Astronomy and Astrophysics – Astronomy
Scientific paper
Jan 2011
adsabs.harvard.edu/cgi-bin/nph-data_query?bibcode=2011aas...21722505b&link_type=abstract
American Astronomical Society, AAS Meeting #217, #225.05; Bulletin of the American Astronomical Society, Vol. 43, 2011
Astronomy and Astrophysics
Astronomy
Scientific paper
Proposals have been made recently for using two atom interferometers in gravitational wave sensors with a quite long two-way laser link between them (see e.g. S. Dimopoulos et al., Phys. Rev. D 78, 122002 (2008)). However, it appears that an important error source has been overlooked in such proposals. This error source involves the combined effects of laser wavefront aberrations and of the radial velocities of the atoms in the cooled atom clouds used in the interferometers. These errors can be due to jitter from measurement to measurement in either the wavefront aberrations themselves or in the radial velocities of the atoms in the clouds.
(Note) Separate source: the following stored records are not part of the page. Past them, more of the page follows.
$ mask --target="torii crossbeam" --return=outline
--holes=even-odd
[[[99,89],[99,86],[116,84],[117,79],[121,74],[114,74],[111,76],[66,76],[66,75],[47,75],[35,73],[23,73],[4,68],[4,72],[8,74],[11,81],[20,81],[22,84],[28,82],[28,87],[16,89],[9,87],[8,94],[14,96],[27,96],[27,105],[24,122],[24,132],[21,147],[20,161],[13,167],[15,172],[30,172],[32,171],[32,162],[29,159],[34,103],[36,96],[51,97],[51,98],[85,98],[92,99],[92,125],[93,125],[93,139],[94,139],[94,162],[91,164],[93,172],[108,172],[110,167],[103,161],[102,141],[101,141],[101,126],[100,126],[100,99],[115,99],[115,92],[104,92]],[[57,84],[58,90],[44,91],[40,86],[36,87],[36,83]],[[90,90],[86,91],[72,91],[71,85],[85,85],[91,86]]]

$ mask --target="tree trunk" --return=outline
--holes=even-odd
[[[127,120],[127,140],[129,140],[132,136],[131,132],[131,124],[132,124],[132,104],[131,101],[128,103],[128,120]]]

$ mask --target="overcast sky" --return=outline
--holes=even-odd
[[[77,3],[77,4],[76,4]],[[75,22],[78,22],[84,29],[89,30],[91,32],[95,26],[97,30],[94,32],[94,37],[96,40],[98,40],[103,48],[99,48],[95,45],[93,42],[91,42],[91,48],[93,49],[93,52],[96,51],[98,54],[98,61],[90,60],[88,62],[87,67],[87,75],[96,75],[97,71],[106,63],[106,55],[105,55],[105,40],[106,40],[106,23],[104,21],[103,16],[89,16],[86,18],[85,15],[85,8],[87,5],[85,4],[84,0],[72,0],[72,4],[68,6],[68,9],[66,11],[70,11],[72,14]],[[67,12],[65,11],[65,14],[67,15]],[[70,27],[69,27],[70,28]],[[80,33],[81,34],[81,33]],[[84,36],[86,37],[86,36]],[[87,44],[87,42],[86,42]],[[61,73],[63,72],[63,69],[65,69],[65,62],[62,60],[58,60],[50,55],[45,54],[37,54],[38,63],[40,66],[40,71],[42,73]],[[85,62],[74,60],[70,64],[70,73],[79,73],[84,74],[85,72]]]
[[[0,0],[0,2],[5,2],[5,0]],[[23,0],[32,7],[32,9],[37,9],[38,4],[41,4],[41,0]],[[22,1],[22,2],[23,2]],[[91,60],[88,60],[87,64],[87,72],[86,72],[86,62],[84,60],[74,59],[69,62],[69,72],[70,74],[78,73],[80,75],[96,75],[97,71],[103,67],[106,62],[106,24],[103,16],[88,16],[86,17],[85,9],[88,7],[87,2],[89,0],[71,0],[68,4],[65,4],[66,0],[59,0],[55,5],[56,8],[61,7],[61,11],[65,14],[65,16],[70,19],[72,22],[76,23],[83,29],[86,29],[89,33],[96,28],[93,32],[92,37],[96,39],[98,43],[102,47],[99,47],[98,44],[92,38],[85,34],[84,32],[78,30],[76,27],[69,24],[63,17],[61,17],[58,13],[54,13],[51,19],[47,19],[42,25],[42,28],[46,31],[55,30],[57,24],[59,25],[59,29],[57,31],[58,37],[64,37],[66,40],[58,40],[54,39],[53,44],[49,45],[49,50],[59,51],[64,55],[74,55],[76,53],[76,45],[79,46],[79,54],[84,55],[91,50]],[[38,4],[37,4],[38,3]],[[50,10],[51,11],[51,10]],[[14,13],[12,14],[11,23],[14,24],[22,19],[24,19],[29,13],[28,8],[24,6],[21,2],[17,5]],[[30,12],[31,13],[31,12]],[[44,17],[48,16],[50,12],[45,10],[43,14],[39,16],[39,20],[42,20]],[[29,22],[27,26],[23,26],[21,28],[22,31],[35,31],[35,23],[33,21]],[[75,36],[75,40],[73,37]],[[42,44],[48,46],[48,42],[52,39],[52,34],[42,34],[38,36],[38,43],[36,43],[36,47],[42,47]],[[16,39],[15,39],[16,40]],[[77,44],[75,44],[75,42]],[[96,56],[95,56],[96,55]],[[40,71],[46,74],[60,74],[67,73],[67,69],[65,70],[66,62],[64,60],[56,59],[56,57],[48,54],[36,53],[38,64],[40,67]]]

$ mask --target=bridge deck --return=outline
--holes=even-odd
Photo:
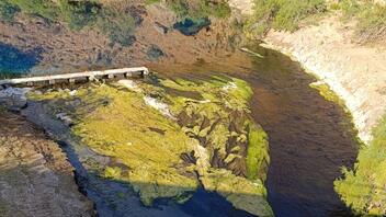
[[[49,82],[50,84],[56,81],[67,80],[68,82],[75,82],[79,79],[93,80],[95,78],[114,78],[116,76],[123,75],[125,77],[132,77],[136,75],[148,75],[149,70],[146,67],[136,67],[136,68],[122,68],[122,69],[110,69],[103,71],[83,71],[76,73],[64,73],[64,75],[54,75],[54,76],[41,76],[41,77],[31,77],[31,78],[18,78],[18,79],[5,79],[0,80],[0,85],[12,85],[12,84],[27,84],[33,85],[36,82]]]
In the AGIS-Satellite 3 proposal of Dimopoulos et al., the distance between the two spacecraft used would be 10,000 km, and the calculated sensitivity limit due just to shot noise in detecting the final state of the atoms in the interferometers is 3x10-22/(Hz0.5) from 0.002 to 0.5 Hz. For a simplified model based only on primary spherical aberrations over 1 m diameter laser beams transmitted between the spacecraft and on 100 pK cloud temperatures, the extra noise would be equal to the calculated gravitational wave sensitivity for roughly the following disturbance levels: 2x10-6 wavelengths jitter in the aberration amplitude from second to second, or 0.1% fractional jitter in the rms radial atom velocities. However, the applicability of the model needs to be checked.